Prenancy no 2

Morning. It’s dawn. I haven’t been writing much. I know. Today after watching a video from my favourite blogger I just feel like writing.

I am now 3 months pregnant. Alhamdulillah. To be honest with this pregnancy I feel like everything is moving so slow. I want to fast forward the time if I could. Compared to previous pregnancy my life now is going as slow as it can be probably because I don’t have any anticipations like previously my husband and I lived apart so I was very looking forward for the weekend. It was full of activities and anticipations. This time, now that we have been living together weekend just means more time spent in bed. Because I was constantly sleepy. Even on weekdays. Especially during the early weeks of pregnancy. I was crazy exhausted due to adjustment in my body and my body is trying to care for the little baby inside of me. It was exhausting thus I was constantly in bed.

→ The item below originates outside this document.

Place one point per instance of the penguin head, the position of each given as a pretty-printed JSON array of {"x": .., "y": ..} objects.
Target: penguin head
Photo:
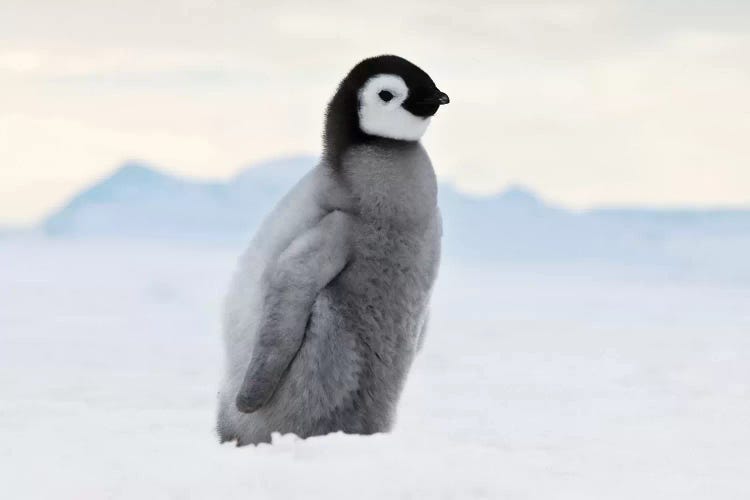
[{"x": 383, "y": 97}]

This time is a little bit challenging because my son is still breastfeeding and he refused bottles. The past months were horrible. I experienced major back pain and at work I felt like laying down.

I read a lot of tips about weaning off. I probably am not ready for it. I love breastfeeding so much. It is a special bond between me and my son. But i know that i need to make him wean off soon because I am afraid if the little baby wouldn’t be getting the sufficient nutrients it needs from my body. I didnt eat much. Even if i did eat sometimes it came out again. I would be vomitting. That’s why i need to prepare my son to wean off.

I did ask my dear friend how did she do it? Did she feel sad? She said no. Because it bothered her. πŸ˜‚πŸ˜‚πŸ˜‚πŸ˜‚πŸ˜‚πŸ˜‚

I guess different people feel different when it comes to breastfeeding. I always feel like that the milk belongs to my so.  And if i didnt give it to him, it’s like I am denying his birth rights. I also know that my opinon on this is just another reason for me not to stop breastfeeding. But i really should. Soon.